Описание
Пока хорошие девочки рыдают в подушки, эти точат ножи. Их не учили прощать, но они знают точно — надо держать удар, иначе никак.
Мир несправедлив? Отлично, так даже проще. К черту мораль, к черту закон — они возьмут своё во что бы то ни стало.
Примечания
В течении месяца с 27-ого по 27-е главы будут выкладываться поэпизодно. С первым эпизодом следующей главы предыдущая глава будет собираться в одну единую.
Пролог
03 июля 2025, 06:59
Не об этом она мечтала, сбегая из-под венца. Мари грезила о приключениях, свободе, но была предана подлыми селянами, пленившими её и отдавшими на растерзание жуткому чудовищу…
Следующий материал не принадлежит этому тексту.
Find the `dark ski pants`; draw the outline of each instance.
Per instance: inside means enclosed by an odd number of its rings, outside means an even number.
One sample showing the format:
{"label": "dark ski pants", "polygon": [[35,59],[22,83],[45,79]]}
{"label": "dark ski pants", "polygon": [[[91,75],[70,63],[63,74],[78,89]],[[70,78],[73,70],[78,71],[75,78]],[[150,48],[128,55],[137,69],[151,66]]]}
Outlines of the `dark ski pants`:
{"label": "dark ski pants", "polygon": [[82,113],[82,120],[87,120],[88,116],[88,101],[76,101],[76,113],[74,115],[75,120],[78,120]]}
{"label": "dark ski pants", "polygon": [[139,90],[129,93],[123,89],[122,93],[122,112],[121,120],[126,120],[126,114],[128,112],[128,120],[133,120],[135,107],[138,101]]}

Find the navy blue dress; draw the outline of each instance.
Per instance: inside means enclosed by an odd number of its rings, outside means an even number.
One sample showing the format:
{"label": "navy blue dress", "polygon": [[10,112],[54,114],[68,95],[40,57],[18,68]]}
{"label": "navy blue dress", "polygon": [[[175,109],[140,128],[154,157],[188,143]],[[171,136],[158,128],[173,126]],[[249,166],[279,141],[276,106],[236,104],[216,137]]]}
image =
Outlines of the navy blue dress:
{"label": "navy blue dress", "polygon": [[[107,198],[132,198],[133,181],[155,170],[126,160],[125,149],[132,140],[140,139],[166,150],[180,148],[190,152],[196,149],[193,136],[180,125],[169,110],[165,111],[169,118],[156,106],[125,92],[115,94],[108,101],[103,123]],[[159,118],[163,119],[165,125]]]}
Эви подобралась, впиваясь пальцами в желтоватые страницы от нетерпения. Мамины книги были куда интереснее детских сказок на её полках, но в то же время страшнее.
…Сердце Марианны разрывалось от ужаса, но она не прятала взгляда! Как и подобает леди, она встречала смерть с достоинством и честью.
Вдруг из глубин пещеры послышались звуки битвы. Звон серебряного меча перемежался с нечеловеческим рёвом, полным ярости и боли. А следом она услышала Его. Это был Аркадий!..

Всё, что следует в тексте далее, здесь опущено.